Having grown accustomed to the higher wages and improved living standards made possible by US wage labor, many braceros continued to return to the United States after the program was terminated -- legally if possible, but if not legally, then as undocumented migrants. Legal migration more than double from 32,000 in 1960 to 71,000 in 1974 as wives and children of former braceros began soliciting resident visas under the family reunification provisions of US immigration law. More significant, however, the number of apprehensions for illegal entry increased from roughly 30,000 per year to 710,000 during the same period, and rose to over 817,000 by 1980.

In a very basic sense, therefore, the phenomenal growth in illegal migration to the United States over the past 15 years represents an unintended result of the bracero program. At present, there is growing evidence to indicate that many former braceros and their families are beginning to settle permanently in the United States, either as legal residents or as undocumented migrants. Like Europe, the United States is now beginning to realize the long-term costs of previous policies and must now face the problem of integrating increasing numbers of migrants and their children into US society.

Thus, while it may be necessary to establish a temporary labor program as part of any effort to bring the current flow of illegal migrants under some kind of control, it is important to bear in mind that such a move is an inherently short-term solution to a long-term problem and, by itself, cannot be expected to appreciably improve the situation.

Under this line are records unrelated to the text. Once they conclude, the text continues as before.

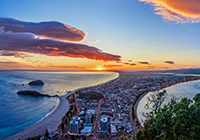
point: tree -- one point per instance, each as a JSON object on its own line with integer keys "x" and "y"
{"x": 174, "y": 121}
{"x": 46, "y": 134}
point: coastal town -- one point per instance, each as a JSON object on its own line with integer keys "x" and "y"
{"x": 108, "y": 111}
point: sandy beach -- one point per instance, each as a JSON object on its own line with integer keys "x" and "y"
{"x": 51, "y": 122}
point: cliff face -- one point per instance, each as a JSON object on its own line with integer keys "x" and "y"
{"x": 33, "y": 93}
{"x": 36, "y": 83}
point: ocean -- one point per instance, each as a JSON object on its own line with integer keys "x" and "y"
{"x": 181, "y": 90}
{"x": 18, "y": 112}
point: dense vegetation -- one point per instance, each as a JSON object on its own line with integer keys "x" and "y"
{"x": 174, "y": 121}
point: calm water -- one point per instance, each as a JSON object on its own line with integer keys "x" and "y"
{"x": 188, "y": 89}
{"x": 18, "y": 112}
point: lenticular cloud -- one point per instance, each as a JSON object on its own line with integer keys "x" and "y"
{"x": 46, "y": 38}
{"x": 180, "y": 11}
{"x": 50, "y": 30}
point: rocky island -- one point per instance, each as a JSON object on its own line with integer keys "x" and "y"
{"x": 33, "y": 93}
{"x": 36, "y": 83}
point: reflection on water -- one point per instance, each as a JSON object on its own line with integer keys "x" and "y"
{"x": 187, "y": 89}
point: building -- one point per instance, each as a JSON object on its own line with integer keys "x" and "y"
{"x": 104, "y": 123}
{"x": 73, "y": 127}
{"x": 88, "y": 119}
{"x": 78, "y": 119}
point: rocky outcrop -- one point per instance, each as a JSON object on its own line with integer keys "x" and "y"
{"x": 36, "y": 83}
{"x": 33, "y": 93}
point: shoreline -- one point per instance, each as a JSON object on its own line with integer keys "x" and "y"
{"x": 53, "y": 118}
{"x": 144, "y": 94}
{"x": 51, "y": 121}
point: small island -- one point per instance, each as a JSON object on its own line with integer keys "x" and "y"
{"x": 36, "y": 83}
{"x": 33, "y": 93}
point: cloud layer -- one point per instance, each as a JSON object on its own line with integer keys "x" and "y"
{"x": 180, "y": 11}
{"x": 26, "y": 42}
{"x": 169, "y": 62}
{"x": 17, "y": 37}
{"x": 15, "y": 54}
{"x": 50, "y": 30}
{"x": 146, "y": 63}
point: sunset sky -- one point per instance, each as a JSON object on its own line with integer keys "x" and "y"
{"x": 99, "y": 34}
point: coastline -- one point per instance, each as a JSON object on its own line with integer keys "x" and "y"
{"x": 144, "y": 94}
{"x": 52, "y": 120}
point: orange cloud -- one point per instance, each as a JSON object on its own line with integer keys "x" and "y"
{"x": 9, "y": 65}
{"x": 93, "y": 41}
{"x": 111, "y": 66}
{"x": 169, "y": 62}
{"x": 146, "y": 63}
{"x": 26, "y": 42}
{"x": 50, "y": 30}
{"x": 15, "y": 54}
{"x": 180, "y": 11}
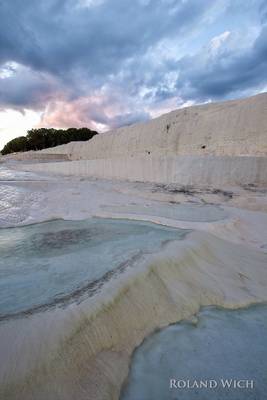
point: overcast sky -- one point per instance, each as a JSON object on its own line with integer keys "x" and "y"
{"x": 107, "y": 63}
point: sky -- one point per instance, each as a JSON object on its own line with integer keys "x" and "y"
{"x": 108, "y": 63}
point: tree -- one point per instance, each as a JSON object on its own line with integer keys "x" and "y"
{"x": 15, "y": 145}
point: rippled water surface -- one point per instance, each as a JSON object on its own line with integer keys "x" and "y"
{"x": 223, "y": 345}
{"x": 51, "y": 262}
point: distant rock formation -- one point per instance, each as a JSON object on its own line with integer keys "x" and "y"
{"x": 231, "y": 128}
{"x": 214, "y": 144}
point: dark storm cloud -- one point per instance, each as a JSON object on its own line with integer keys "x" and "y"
{"x": 230, "y": 71}
{"x": 59, "y": 36}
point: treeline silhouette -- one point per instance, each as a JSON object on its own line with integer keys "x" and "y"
{"x": 38, "y": 139}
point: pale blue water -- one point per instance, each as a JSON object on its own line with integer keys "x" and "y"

In fact, it may well serve to aggravate it. For if there is one lesson to be learned from previous guest- worker experiments it is that, in the long run there is no such thing as a "temporary" labor program. Once such programs have been initiated, it is clearly in the interest of migrants to return to work regularly and often, and, if the right to come and go is threatened, it is also in their interest to remain in the host country by whatever means possible.